Extraindo da mina ideológica de seu preconceito, o governador de Minas Gerais, Romeu Zema, propôs a criação de uma esdrúxula aliança separatista Sul-Sudeste, tendo como inimigo o Norte-Nordeste. Infelizmente, ele não está sozinho em sua escancarada xenofobia. Tampouco apenas na companhia do desembargador paranaense que se autoproclamou nascido em lugar com “nível cultural superior ao Norte e Nordeste”.
Também caminha na parceria do perdoado vereador da gaúcha Bento Gonçalves que defendeu o criminoso trabalho análogo à escravidão praticado em face dos nordestinos “baianos”. Ou ladeado pelas vozes que urraram impropérios contra os nordestinos após os recentes resultados eleitorais. Faz coro com a advogada catarinense que me confundiu com o garçom, exigindo rispidamente água, para após pronunciar a sua imperdível frase: “Não saia daqui, pois acho que o evento vai demorar para começar. É sempre assim com esses nordestinos preguiçosos, acho que esse tal presidente sergipano deve ainda estar dormindo no quarto”.
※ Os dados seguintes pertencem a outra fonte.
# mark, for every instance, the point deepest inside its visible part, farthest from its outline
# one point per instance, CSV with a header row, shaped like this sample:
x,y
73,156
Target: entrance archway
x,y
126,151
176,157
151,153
Não! Essas falas xenófobas são repetidas a todo tempo, conscientes ou não. Escutei várias delas durante o período em que a advocacia me permitiu presidir a OAB. Alguns dirigentes do Sudeste e do Sul, felizmente minoritários, acreditavam que seriam prejudicados com a Unificação do Exame de Ordem que implementei, na preconceituosa ilógica de que as provas teriam que ser mais fáceis, para que os inscritos nas outras regiões pudessem ser aprovados. E mesmo quando a Unificação mostrou que eles estavam equivocados, pois as instituições de ensino do Nordeste apareceram entre as melhores e com as maiores médias de aprovação por Seccional da OAB, continua-se a atacar os saberes produzidos no Norte-Nordeste. Tanto assim que, após uma palestra, fui procurado por um entusiasmado advogado sulista, olhando-me com a admiração refletida em seu forte aperto de mão, soltou a sua elogiosa pérola: “Parabéns Britto, o senhor mudou a minha opinião sobre os nordestinos. É que eu não sabia que havia pessoas inteligentes no Nordeste. Vou contar ao pessoal sobre o senhor e eles também irão mudar de opinião”.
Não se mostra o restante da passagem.